“I have no symptoms of AFib”

Arizona-based Paul Marvin just turned 79 several months ago and feels pretty good.

“I have atrial fibrillation,” he says, “but I’ve never felt a thing. I’ve had no symptoms, ever.” 

His AFib was caught during an annual physical almost 30 years ago—and Paul didn’t believe it at the time. “I remember thinking, ‘Really? I don’t feel a thing,’ says Paul, who shared his skepticism with his doctor at the time. “I told him that I didn’t have AFib, that I was healthy, working out, and feeling fine.”

His doctor put him on a holter monitor the next morning—and Paul was instructed to call the office with the digital results from the monitor at two points the next day: lunchtime and dinnertime.  

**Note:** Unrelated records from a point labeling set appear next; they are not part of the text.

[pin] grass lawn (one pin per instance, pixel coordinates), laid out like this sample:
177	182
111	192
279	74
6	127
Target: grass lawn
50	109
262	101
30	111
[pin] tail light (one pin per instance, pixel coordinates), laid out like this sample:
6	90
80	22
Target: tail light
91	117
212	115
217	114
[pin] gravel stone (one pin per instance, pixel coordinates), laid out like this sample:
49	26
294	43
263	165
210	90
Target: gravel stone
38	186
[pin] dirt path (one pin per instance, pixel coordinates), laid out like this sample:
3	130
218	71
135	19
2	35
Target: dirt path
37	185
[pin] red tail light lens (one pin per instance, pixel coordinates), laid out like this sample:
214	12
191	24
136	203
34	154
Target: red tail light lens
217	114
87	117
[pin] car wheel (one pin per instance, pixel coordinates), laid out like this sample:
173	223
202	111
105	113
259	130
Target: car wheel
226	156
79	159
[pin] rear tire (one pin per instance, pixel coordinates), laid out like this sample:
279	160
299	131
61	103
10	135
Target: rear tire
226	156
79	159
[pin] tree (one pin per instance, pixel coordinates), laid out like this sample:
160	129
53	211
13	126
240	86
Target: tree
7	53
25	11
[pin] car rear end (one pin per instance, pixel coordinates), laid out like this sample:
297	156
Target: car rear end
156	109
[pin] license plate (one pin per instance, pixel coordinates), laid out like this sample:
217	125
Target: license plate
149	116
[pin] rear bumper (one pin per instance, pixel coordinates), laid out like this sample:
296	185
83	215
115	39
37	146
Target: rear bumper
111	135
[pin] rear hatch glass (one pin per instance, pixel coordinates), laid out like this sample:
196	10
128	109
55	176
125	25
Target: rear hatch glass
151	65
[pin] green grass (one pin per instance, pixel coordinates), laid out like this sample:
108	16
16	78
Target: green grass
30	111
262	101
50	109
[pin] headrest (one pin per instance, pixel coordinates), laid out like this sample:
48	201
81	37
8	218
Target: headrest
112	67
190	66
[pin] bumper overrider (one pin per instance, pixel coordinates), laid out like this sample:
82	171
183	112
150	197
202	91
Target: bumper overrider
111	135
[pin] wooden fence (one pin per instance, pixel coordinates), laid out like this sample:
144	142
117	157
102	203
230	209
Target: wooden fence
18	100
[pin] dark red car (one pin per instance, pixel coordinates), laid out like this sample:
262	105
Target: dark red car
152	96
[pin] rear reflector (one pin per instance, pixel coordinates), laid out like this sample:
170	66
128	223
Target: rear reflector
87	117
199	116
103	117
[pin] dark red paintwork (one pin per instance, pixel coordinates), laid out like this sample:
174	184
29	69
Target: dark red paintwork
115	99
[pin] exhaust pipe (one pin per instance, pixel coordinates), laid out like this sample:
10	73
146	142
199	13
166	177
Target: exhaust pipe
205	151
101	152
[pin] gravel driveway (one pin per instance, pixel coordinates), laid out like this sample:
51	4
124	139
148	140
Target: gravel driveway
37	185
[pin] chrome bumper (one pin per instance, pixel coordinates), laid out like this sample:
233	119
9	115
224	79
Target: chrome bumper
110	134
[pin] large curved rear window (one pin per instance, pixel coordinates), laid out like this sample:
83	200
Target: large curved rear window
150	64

“I went about my work and didn’t worry about it. Then at noon I looked at the counter and called the doctor’s office with the results: 6,” says Paul. “Then after dinner that night, I called them again with the results: 5.” The nurse told him to come in the next morning to go over the results with the doctor.

At his appointment, Paul remembers asking, “Doc, how did I do?” making a point to tell the doctor that he had felt great the entire previous day while wearing the monitor. The doctor’s response: “You flunked. 

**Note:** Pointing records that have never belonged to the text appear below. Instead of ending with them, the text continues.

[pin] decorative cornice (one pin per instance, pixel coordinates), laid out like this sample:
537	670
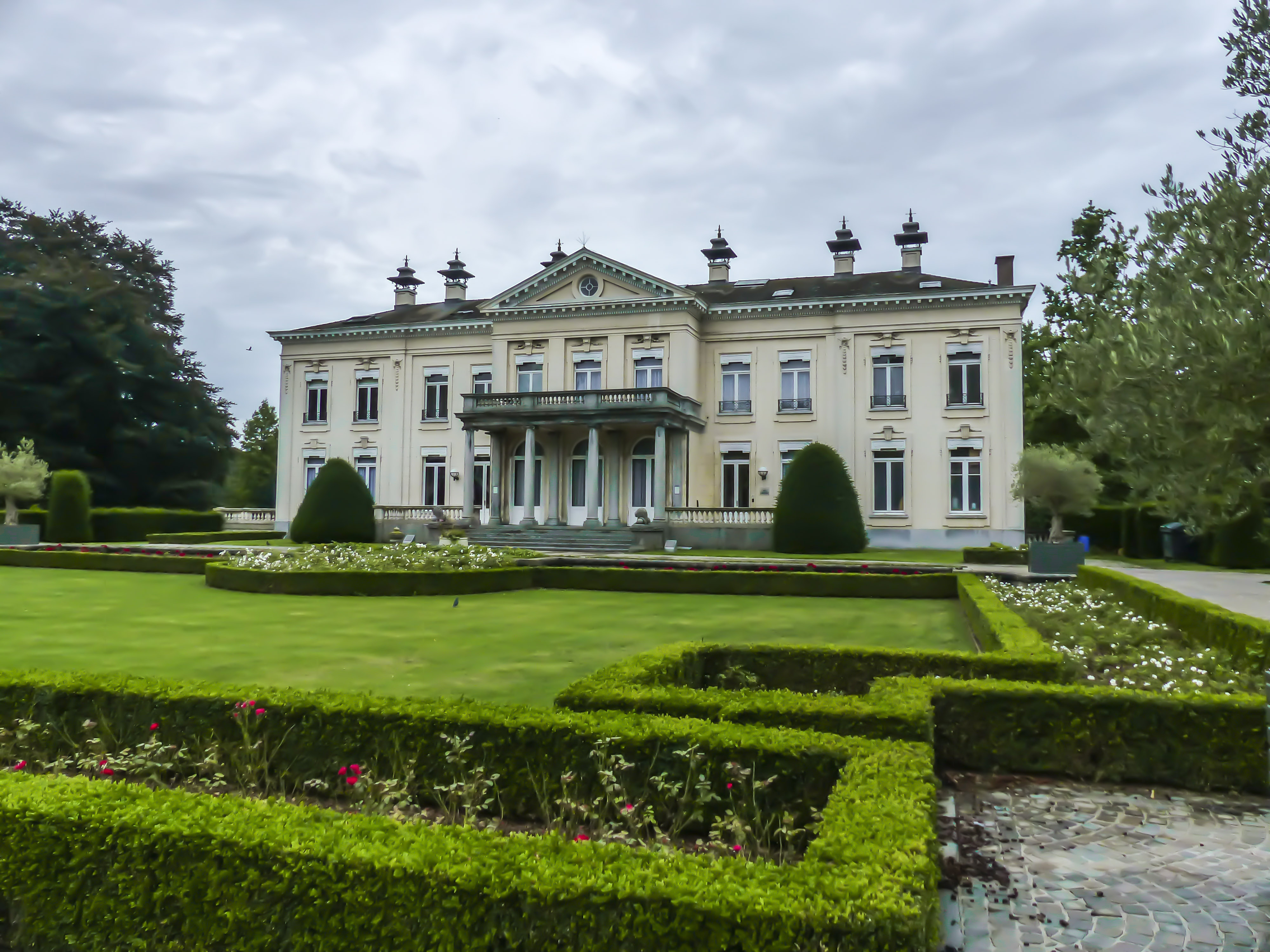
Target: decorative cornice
580	261
876	303
388	331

You went into atrial fibrillation 11 times. If you don’t go on medication, you’ll end up dying from this.” Paul’s response: “Well, if it’s a choice between dying and taking medication, I’ll choose the medication.” He’s been on the medication ever since.

Approximately 40 percent of people with atrial fibrillation have asymptomatic or silent AFib. Not only do people with this type of AFib have no symptoms, but their irregular heartbeat can also come and go—making it hard to detect on a regular exam. People who have it are five times more likely to have a stroke than those who are symptomatic as they’re less likely to get treated for their AFib. Home detection devices, such as heart monitoring apps and smart watches, can help: by regularly checking the heart rhythm, these digital advances can alert patients—and their doctors—of a potential problem. 

“In the upper left portion of my heart, I have an outpouching [left atrial appendage],” explains Paul. “It’s an area of my heart with a weakened wall where blood accumulates and isn’t able to be pumped out. The problem is that if the blood isn’t moving and is pooling in this area, it can easily coagulate, causing a clot that could result in a stroke and/or a heart attack. The medication helps prevent that.”

Fast forward to today: Paul recently had a procedure to help close off his left atrial appendage, reducing his stroke risk and helping him to eventually get off the blood thinners he’s taking. But, as Paul says, “I’ll always continue to have an irregular heart rhythm and will always need to keep an eye on it.”